Kisah Baru Eks Lokalisasi 'Dolly', Batik Rp 10 Juta Sampai Sepinya Penumpang Becak

Wisma yang dulunya adalah tempat lokalisasi kini menjadi tempat kelompok usaha bersama (KUB) Mampu Jaya.

Editor: Suci Rahayu PK
TRIBUNJATIM.COM/NURUL AINI
Wali Kota Surabaya Tri Rismaharini kunjungi kelompok usaha pembuatan sepatu dan slipper hotel di eks Wisma barbara Dolly pada Senin (20/8/2018) 

TRIBUNJAMBI.COM, SURABAYA - Sejak 2014, lokalisasi Dolly di Surabaya telah ditutup.

Baru-baru ini Wali Kota Surabaya, Tri Rismaharini mengunjungi Wisma Barbara, di eks lokalisasi pelacuran Dolly.

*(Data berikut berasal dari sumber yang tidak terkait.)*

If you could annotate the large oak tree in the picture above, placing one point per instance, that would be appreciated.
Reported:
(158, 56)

Wisma yang dulunya adalah tempat lokalisasi kini menjadi tempat kelompok usaha bersama (KUB) Mampu Jaya.

Baca: Peluang Usaha Kerjasama Depo Indoeskrim di Jambi, Dipinjami Fasilitas, Minat? Hubungi Nomor Ini

Kepada pelaku usaha Risma ingin memastikan produktivitas terus meningkat.

KUB Mangku Jaya yang dikoordinasi oleh Atik memproduksi sepatu kulit, sepatu sekolah dan slipper hotel.

"Harus meningkat ya. Nanti kalau sudah maju, bagus sepatunya saya buatkan training (pelatihan membuat) tas. Tapi yang ini harus bagus dulu," kata Risma, Senin (20/8/2018).

Saat ini KUB Mangku Jaya memperkerjakan 30 orang, 18 orang khusus membuat sepatu, sisanya membuat slipper.

Susah dapatkan bahan

Wali Kota Surabaya, Tri Rismaharini mengunjungi Wisma Barbara, di eks lokalisasi Dolly.

Koordinator KUB Mangku Jaya, Atik mengaku produktifktas KUB Mangku Jaya telah lumayan meningkat bahkan ia malah mengeluhkan susahnya mendapat bahan.

"Kita yang susah itu beli bahannya," kata Atik saat bertemu Risma dan Edhi Yuwono direktur PT Wijaya Mapan Abadi sebagai distributor singer Indonesia.

Singer Indonesia menyumpangkan 15 unit mesin jahit merk singer pada KUB Mangku Jaya.

Sumbang 15 mesin jahit

Walikota Surabaya, Tri Rismaharini bersama Edhi Yuwono, direktur PT Wijaya Mapan Abadi, distributor resmi Singer di Indonesia mengunjungi KUB Mampu Jaya di eks lokalisasi Dolly.

KUB Mampu Jaya berdiri di bangunan yang dulunya adalah wisma barbara, wisma terbesar di kawasan lokalisasi Dolly.

"Dengan bantuan Pak Edhi, mereka (KUB Mampu Jaya) dapat tambahan 15 mesin jahit. Kalau biasanya pekerjanya bagi shif sekarang sudah ndak. Jangan sampai nolak pesanan," kata Risma, Senin (20/8/2018)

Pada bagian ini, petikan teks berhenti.